Miranda and Caliban

It is a lengthy process, but at every step of the way, Caliban is beside me. It is his arm on which I remember leaning when I take my first uncertain steps. It is his steady gaze that waits patiently while I search for the right words to come, and it is he who supplies them to the best of his ability when they do not.

Together, we become student and teacher alike as we learn and relearn the art of speech.

As for Ariel, the spirit makes himself scarce from my presence, and I am grateful for it.

When I have regained enough of my wits to understand what has befallen me, Papa tells me that he believes that I have suffered a seizure that caused bleeding in my brain, which governs and affects all aspects of the corpus. He says that because I am young and strong and healthy, he expects that with diligence and hard work, I shall make a full recovery.

He does not say why it happened and I do not ask. I wonder if the guilt that Papa feels for punishing me so harshly weighs as greatly on him as the guilt I feel for my profound disobedience.

Beyond that we do not speak of the incident in his sanctum, though it lies between us in all its mute horror.

Caliban does not speak of it either, but it seems to me that there is a different quality to his silence; a careful, waiting quality. It makes me fearful of what he might say if I question him about it, so I keep my counsel during the long months of my convalescence. I make progress in fits and starts, but slowly, slowly, all the broken parts of me heal.

I come to delight in ever so many things I took for granted before the incident: the quickness of my wits; the words that fall tripping from my tongue; the strength of my limbs; the dexterity of my hands and fingers. And Caliban … in all the goodness of his heart, Caliban delights with me.

It is an unseasonably warm day in the late autumn when I dare at last to break my silence on the matter.

We are sitting side by side in the kitchen garden with a large mound of acorns that Caliban has gathered. With his strong hands and coarse nails, he tackles the difficult chore of cracking and peeling them, while I grind their meal into flour in a mortar. It is tiresome work and the flour will need to be soaked many times over to leach out the bitterness, but the sun’s warmth is congenial and I am glad of Caliban’s company.

With my hands occupied and my gaze on the mass of acorn meal in my mortar, I find the courage to speak of it. “Caliban,” I say to him. “That day…” My voice betrays me and quivers.

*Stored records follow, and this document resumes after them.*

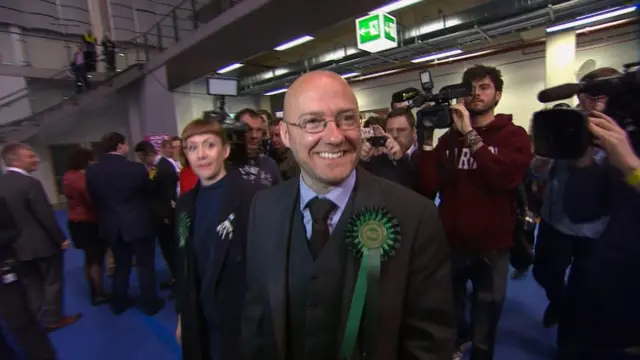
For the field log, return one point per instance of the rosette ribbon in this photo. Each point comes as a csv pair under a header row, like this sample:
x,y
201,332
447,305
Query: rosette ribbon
x,y
184,223
373,235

I will it to firmness. “The day when I was … stricken.” Out of the corner of my eye, I see his own hands go still.

“Yes?”

I clear my throat. “You know what happened, don’t you? You know … you know what I did?”

He bows his head over the acorn he is shelling, his hair hiding his eyes. “I know you did go into Master’s room.” His voice turns grim. “And I know Master did punish you for it and hurt you.”

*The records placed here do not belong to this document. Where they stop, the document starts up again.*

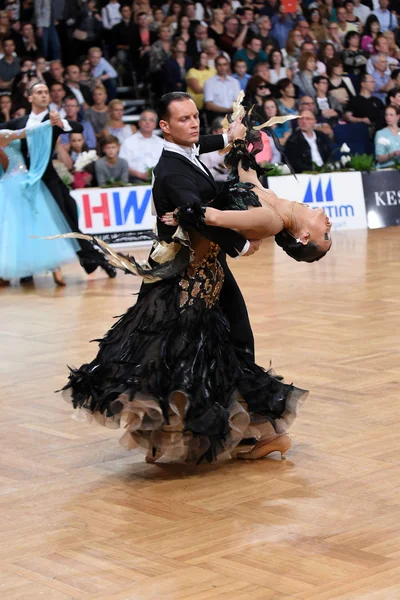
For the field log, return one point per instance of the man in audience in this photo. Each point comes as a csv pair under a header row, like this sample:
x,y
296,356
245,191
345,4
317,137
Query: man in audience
x,y
306,147
383,82
252,53
71,107
365,107
221,90
81,92
111,168
143,149
102,70
9,65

“There was a thing.” I do not know what else to call it, but it is at once a painful and vast relief to speak of it at last. I lower the pestle and my hands trace a shape in the air. “A thing in a jar. Oh, Caliban! It was so pale and it looked so very sad. I think it was trying to speak to me. And I…”

“I know,” he murmurs.

“I caused it to fall!” The pent-up words flood from my mouth. “I broke it! There was glass, glass everywhere, and it … it died, Caliban! Right there on the floor! And Papa … Papa said…”

And then I am crying too hard to get the words out, great heaving sobs that wrack my body.

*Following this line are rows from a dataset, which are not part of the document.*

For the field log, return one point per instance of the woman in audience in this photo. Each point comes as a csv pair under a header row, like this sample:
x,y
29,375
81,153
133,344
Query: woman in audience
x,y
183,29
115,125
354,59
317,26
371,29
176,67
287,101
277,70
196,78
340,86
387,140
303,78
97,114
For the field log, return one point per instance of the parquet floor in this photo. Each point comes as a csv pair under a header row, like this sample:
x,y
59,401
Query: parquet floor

Caliban abandons his acorns and comes to stroke my hair, strands catching on his calloused skin. “I know,” he whispers to me. “I know, Miranda. Do not cry.”

At last the storm of my grief passes, leaving me limp and exhausted. I lean against Caliban, grateful for the solid warmth of his presence. “Papa said, ‘You’ve killed your mother all over again,’” I say in a dull voice. “But I do not know what he meant by it. Do you?”

He is silent for a moment. “The spirit had a name for the thing. He called it a…” He trips over the word. “A homunculus.”

“Ariel did?” I say.

Behind me, Caliban nods. “He said it was a thing that should never have been made. And that it was a mercy that it died.” He hesitates, lowering his voice. “I watched Master put it in the ground.”

“But why would Papa say what he did?” I say. “Why would he say I killed my mother?”

Caliban shifts away from me, his shoulders hunching. “I do not know what it is, this homunculus. I think it is something to do with your mother but it is nothing I understand.” His tone is careful. “But that Ariel, he did say another thing about your mother that day.”

I press him. “What?”

He looks at me, reluctance in his gaze. “The spirit did say that she died giving birth to you.”

There is a part of me that thinks it should not hurt as much as it does to hear these words; and yet it does.

I had a mother.

She is dead; and I am to blame. Fresh tears sting my eyes. My mother died giving birth to me. And I do not even understand how such a thing can be. I have seen many a newborn chick hatching from their shells, and no hen ever took harm from it.